We will get older, if we are lucky, but we need not get old voluntarily.

 

 

Ten Years, Two Pages, Three Word Sentences

Writer and teacher Abigail Thomas often gives her students the assignment to take any ten years of their life, reduce them to two pages, and each sentence should be only three words long.     Without room to circle the truth or fudge, the writer is forced to reduce each event to its core.  You end up with a haiku of sorts: He was horny. I was smitten. We got married.

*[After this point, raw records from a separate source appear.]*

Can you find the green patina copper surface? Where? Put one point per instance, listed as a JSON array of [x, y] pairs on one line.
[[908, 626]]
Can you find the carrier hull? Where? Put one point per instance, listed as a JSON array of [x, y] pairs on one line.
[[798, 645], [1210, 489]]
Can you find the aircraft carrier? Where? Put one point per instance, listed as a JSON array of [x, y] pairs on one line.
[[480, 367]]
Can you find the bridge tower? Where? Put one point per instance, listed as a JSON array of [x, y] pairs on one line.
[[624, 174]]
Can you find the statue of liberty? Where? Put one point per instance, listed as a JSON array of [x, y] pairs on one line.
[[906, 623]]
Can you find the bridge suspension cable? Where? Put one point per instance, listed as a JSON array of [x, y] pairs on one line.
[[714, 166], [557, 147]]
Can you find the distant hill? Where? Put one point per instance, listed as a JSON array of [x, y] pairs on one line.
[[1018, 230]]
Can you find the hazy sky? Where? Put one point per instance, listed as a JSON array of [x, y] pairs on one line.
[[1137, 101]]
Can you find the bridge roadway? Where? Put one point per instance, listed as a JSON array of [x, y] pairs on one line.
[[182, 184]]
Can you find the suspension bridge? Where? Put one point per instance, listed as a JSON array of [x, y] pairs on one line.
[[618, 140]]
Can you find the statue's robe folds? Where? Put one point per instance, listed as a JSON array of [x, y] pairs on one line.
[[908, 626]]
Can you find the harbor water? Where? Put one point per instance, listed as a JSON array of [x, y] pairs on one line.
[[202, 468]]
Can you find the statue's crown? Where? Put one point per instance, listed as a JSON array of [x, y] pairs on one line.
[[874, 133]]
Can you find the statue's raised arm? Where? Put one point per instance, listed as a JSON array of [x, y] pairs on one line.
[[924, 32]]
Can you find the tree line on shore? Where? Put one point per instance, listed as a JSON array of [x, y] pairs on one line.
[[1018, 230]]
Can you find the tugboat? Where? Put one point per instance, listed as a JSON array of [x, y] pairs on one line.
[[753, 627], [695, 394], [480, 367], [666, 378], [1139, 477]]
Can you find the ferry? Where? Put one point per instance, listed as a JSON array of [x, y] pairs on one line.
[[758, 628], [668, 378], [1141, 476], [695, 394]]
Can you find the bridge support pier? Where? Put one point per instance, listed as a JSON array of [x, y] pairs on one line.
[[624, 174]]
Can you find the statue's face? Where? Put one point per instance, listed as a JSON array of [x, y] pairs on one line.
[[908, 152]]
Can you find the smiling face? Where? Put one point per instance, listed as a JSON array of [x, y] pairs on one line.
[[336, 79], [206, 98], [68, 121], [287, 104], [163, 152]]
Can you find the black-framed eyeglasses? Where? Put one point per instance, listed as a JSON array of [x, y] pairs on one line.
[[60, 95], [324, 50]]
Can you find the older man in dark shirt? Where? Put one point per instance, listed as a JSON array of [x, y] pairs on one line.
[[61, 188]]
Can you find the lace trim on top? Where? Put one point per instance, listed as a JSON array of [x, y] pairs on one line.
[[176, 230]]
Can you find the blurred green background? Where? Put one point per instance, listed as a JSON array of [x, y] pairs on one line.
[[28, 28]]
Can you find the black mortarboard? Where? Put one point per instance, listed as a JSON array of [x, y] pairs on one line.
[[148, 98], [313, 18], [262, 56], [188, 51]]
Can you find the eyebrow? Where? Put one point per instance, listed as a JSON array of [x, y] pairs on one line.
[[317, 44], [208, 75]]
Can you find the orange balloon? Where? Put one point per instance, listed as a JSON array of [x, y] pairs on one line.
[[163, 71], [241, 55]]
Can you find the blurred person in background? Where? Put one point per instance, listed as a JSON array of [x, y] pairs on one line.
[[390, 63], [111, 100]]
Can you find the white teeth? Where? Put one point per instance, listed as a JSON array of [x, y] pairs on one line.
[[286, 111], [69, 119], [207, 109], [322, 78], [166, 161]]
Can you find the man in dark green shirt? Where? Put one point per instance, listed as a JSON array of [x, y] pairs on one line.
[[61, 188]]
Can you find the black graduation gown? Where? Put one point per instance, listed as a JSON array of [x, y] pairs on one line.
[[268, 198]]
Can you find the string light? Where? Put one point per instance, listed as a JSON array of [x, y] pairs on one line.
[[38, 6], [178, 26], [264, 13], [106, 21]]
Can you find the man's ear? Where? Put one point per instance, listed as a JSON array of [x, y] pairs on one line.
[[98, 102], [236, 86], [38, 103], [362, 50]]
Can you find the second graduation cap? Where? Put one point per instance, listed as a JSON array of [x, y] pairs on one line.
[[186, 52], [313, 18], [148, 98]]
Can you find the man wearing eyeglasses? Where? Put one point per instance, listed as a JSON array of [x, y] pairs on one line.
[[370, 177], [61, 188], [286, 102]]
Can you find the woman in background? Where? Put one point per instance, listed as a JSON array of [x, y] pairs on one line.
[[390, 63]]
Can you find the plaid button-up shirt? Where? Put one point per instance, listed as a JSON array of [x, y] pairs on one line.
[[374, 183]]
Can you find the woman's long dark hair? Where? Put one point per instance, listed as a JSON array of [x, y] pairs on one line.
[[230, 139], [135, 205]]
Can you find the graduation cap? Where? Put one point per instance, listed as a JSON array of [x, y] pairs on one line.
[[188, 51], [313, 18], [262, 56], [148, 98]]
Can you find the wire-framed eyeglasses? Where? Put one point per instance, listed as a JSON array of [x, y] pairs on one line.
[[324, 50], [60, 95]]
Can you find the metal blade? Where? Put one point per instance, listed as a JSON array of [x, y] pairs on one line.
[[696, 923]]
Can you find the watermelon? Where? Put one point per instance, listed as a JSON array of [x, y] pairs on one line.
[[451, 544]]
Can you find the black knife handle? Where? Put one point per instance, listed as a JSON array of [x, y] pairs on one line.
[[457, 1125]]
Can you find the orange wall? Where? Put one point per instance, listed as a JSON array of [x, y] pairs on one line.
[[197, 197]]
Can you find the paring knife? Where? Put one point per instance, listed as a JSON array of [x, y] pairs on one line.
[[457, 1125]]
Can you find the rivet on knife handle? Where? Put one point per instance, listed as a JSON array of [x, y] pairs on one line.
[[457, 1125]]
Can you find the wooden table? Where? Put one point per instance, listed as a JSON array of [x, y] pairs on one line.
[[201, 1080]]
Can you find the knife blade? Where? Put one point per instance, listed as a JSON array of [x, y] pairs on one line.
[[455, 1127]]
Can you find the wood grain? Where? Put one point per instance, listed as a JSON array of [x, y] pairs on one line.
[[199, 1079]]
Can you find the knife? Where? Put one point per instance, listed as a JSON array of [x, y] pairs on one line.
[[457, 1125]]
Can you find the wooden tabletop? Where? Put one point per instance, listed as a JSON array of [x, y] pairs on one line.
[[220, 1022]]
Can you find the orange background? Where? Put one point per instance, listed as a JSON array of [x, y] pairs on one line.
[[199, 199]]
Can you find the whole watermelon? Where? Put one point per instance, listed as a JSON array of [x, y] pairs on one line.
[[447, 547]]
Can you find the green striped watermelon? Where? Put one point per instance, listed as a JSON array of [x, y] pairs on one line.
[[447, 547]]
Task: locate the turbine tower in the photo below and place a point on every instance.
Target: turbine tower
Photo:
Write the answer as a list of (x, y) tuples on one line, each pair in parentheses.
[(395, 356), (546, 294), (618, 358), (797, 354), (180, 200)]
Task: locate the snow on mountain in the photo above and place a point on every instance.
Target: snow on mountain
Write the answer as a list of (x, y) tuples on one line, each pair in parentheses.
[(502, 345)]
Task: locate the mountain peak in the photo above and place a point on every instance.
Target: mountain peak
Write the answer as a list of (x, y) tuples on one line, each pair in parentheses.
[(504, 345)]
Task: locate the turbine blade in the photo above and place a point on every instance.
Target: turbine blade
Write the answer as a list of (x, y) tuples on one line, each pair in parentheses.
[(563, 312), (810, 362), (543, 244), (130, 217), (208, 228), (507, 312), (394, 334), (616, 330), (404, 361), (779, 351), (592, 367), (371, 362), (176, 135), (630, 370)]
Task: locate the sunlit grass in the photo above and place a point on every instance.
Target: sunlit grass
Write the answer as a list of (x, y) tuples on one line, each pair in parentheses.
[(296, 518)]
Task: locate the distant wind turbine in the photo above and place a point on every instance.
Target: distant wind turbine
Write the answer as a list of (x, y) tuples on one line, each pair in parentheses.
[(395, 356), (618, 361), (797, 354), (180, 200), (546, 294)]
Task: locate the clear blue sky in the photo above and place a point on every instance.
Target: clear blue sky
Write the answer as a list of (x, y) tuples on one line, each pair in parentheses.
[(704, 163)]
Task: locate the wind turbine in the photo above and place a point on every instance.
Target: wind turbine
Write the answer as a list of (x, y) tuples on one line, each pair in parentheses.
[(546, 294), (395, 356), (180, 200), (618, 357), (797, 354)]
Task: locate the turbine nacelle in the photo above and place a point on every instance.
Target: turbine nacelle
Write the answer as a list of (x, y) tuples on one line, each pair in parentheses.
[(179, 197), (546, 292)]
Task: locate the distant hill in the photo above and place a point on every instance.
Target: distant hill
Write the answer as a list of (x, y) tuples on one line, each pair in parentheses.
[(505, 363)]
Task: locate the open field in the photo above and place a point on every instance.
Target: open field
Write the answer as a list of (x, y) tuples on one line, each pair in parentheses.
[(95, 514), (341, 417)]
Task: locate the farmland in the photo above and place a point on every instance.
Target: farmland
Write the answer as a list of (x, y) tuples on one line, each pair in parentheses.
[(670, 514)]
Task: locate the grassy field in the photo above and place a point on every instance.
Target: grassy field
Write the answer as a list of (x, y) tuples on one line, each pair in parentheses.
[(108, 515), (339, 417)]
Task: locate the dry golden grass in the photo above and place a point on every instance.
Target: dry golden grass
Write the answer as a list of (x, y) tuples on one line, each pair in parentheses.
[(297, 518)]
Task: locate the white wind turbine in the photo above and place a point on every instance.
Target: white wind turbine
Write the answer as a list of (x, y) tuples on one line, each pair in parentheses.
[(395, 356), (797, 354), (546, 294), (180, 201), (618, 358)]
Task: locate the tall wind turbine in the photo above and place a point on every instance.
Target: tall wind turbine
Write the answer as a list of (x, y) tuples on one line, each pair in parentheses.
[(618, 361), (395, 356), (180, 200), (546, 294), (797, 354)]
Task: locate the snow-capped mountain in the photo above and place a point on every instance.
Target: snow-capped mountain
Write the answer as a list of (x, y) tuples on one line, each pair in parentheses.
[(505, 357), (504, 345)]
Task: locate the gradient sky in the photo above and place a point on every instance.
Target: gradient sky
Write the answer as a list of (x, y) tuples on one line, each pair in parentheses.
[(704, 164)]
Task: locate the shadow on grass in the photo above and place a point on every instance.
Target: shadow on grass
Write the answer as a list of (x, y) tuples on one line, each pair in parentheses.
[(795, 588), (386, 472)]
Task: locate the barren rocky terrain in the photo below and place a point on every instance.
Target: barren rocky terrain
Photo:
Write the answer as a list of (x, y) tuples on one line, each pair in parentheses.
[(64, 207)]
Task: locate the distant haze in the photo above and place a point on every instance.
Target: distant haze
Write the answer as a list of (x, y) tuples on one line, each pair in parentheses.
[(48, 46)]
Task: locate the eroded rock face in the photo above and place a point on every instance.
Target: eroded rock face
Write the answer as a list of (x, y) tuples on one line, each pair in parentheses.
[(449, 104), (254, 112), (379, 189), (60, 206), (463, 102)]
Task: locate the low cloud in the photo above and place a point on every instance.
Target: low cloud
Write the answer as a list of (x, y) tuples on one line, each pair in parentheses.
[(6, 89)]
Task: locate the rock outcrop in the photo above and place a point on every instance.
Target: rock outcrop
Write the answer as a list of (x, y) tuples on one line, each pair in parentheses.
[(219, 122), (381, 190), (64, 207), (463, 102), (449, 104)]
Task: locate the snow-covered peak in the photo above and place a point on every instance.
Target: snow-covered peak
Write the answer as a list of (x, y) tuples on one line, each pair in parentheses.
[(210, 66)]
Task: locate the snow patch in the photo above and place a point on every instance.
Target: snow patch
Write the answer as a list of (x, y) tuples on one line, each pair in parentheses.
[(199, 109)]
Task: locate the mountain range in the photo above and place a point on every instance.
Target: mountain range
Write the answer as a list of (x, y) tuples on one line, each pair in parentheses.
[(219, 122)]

In looking back over the now substantial number of years of my own life, I see there were ten year periods when life pretty much flowed in the same pattern with a few minor bumps or high points. No big forks in the road. Perhaps a move or a promotion or interesting assignment. Visited  Rose Garden. Met President Clinton. Tripped on grass. Went to Havana. Faded pink buildings. Gave housekeeper shampoo.  Opened news bureau.

Then again we can all bracket a ten year period when things fell apart or finally came together or both. Often events start with a show stopper. Time AOL merger. Now we downsize. What will happen? But sometimes in the living of an event you have no idea when the seeds were planted. One morning you wake up and there is a big damn tree in your face. In the looking back you may be able to gain clarity on when it all began. A friend might write: Mother lost keys. Found in refrigerator. We all laughed. Mother visits doctor. She has Alzheimer’s. She knows it. We know it. We make plans.

The three word sentence can become addictive. Beware the danger of narrating your life in real time: Drove to Whole Foods. Strawberries on sale. Bought two quarts! Froze one quart! On the other hand, if we live in the moment, there are times in our lives when we know, know for sure in that moment, that something is about to shift. I have a friend whose company is going through a reorganization. She will meet with the powers that be this week to learn her fate. What three word sentences will she write later on?

Company is reorganizing. Met with Sam. Lost my job. Time to network!

Company is reorganizing. Met with Sam. Great new job. Moving to Portland!

Company is reorganizing. Met with Sam. Hate job offer. Take for now. Leap later on.

Regardless, the next sentence is  Onward and upward! It has to be.

Faith and Hope: A Pilgrimage to Chimayo

On Good Friday, the annual Easter pilgrimage to the small adobe chapel in Chimayo, New Mexico will begin. By Sunday, as many as 50,000 people will walk the ninety miles from Albuquerque, the fourteen miles from Chupadero, the forty miles from Taos or the twenty-five miles from Santa Fe pushing baby carriages and wheelchairs, bearing crosses and statues of their patron saints, holding high photographs of loved ones who are ill in a petition for healing. Some will park their cars along the highway and join the others as they walk the last few miles on the winding two lane highway that leads to the Santuario de Chimayo.

People from all over the world and all religions make the pilgrimage. They walk in memory of a loved one or as a prayer for peace. Some walk because their grandmother told them the journey is part of their heritage. They must follow the foot prints of their parents and grandparents and great grandparents  in giving thanks for God’s gifts.

Most walk as a demonstration of their faith, their belief in a God who listens to their prayers. When they arrive at the Santuario, they sit in the pews and pray and then enter the adjacent room to finger the dirt thought to bring forth miracles.

And for those not rooted in faith who walk to be part of a community, to be part of something larger than themselves, they may find a message of hope in the form of a lone peach tree in full bloom, flourishing in the sandy soil.